Justizminister Heiko Maas (SPD) hat nach dem Beschluss des CDU-Parteitags umgehend erklärt: "Der Doppelpass bleibt." Die einzige Partei, mit der die CDU die Abschaffung der doppelten Staatsbürgerschaft umsetzen könnte, wäre die AfD, so Maas. Auch SPD-Parteichef Sigmar Gabriel hat sich bereits festgelegt: Eine Abschaffung der doppelten Staatsbürgerschaft sei mit der SPD nicht zu machen.

Der Parteichef der Grünen, Cem Özdemir, kritisierte die Entscheidung der CDU heftig: "Wir Grüne wollen aus Ausländern Inländer machen, die sich unserem Grundgesetz verpflichtet fühlen. Die CDU will dagegen hier geborene und lebende Deutsch-Türken ausgrenzen und damit dem autoritären Herrscher Erdoğan überlassen."

Selbst Bundeskanzlerin Angela Merkel (CDU) hält den Beschluss für falsch. In dieser Legislaturperiode werde es sowieso keine Änderung geben, sagte die CDU-Chefin nach dem Ende des Parteitags.
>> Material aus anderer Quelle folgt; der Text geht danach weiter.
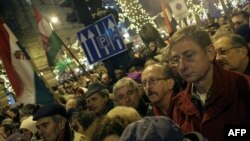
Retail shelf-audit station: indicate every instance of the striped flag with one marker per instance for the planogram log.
(50, 40)
(28, 86)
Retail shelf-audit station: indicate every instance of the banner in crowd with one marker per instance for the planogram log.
(50, 40)
(179, 8)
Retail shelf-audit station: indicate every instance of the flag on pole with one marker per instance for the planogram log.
(28, 86)
(50, 40)
(166, 17)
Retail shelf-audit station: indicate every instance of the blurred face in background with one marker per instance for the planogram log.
(127, 96)
(48, 129)
(239, 20)
(97, 103)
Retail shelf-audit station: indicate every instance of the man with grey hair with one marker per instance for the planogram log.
(52, 124)
(214, 97)
(129, 93)
(232, 53)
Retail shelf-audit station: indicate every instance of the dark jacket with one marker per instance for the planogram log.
(229, 103)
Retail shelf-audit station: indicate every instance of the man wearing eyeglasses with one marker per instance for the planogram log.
(214, 97)
(232, 53)
(158, 82)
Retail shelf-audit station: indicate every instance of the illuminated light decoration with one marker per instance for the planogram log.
(137, 16)
(196, 9)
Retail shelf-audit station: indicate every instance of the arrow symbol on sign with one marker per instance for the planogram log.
(111, 26)
(91, 36)
(83, 40)
(99, 33)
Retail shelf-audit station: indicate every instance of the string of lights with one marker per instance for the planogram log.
(137, 16)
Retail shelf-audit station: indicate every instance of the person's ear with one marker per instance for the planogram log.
(244, 51)
(62, 124)
(171, 83)
(211, 52)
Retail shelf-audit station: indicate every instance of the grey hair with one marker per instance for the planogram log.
(125, 81)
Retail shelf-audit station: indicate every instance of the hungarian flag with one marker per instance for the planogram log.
(28, 86)
(166, 17)
(50, 40)
(179, 8)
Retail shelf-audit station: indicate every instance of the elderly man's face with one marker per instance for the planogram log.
(127, 96)
(228, 56)
(97, 103)
(238, 21)
(191, 61)
(48, 129)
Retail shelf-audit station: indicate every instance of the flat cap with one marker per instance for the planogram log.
(49, 110)
(96, 87)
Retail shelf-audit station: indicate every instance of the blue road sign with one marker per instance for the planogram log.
(101, 40)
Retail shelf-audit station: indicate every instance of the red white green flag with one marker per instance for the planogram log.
(50, 40)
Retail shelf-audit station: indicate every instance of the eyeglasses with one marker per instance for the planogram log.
(223, 51)
(128, 94)
(151, 81)
(188, 56)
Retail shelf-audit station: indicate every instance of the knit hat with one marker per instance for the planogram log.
(50, 110)
(16, 137)
(29, 124)
(244, 31)
(135, 76)
(155, 128)
(96, 87)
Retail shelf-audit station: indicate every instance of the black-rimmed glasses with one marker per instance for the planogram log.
(223, 51)
(151, 81)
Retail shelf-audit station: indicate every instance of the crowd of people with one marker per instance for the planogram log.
(199, 85)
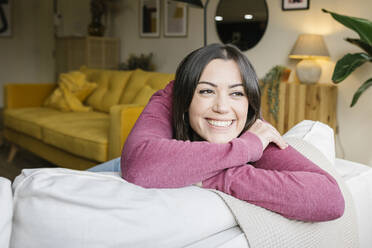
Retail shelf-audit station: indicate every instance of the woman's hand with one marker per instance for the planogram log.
(267, 134)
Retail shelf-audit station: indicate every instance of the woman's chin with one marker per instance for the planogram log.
(219, 140)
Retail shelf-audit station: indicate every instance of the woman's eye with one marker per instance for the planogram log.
(205, 91)
(237, 93)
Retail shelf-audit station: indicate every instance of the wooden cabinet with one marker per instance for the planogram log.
(94, 52)
(299, 102)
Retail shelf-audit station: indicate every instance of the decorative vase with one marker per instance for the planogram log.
(97, 9)
(96, 28)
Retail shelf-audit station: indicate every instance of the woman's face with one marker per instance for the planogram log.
(219, 107)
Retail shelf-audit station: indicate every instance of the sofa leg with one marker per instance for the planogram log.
(12, 152)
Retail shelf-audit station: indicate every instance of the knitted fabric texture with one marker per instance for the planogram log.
(266, 229)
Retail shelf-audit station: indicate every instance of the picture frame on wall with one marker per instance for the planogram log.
(5, 18)
(295, 4)
(149, 18)
(175, 19)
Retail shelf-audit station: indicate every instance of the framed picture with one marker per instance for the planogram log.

Und "ich glaube auch nicht, dass wir einen Wahlkampf über den Doppelpass machen, wie wir das früher mal gemacht haben." Innenminister Thomas de Maizière (CDU) hatte bereits zuvor erklärt, er sehe nirgendwo eine Mehrheit, mit der sich der Kompromiss mit der SPD von 2014 umdrehen ließe.

Die Optionspflicht hat demnach keine großen Chancen, in einen Koalitionsvertrag aufgenommen zu werden. Außer die CDU würde tatsächlich die AfD als Partner akzeptieren.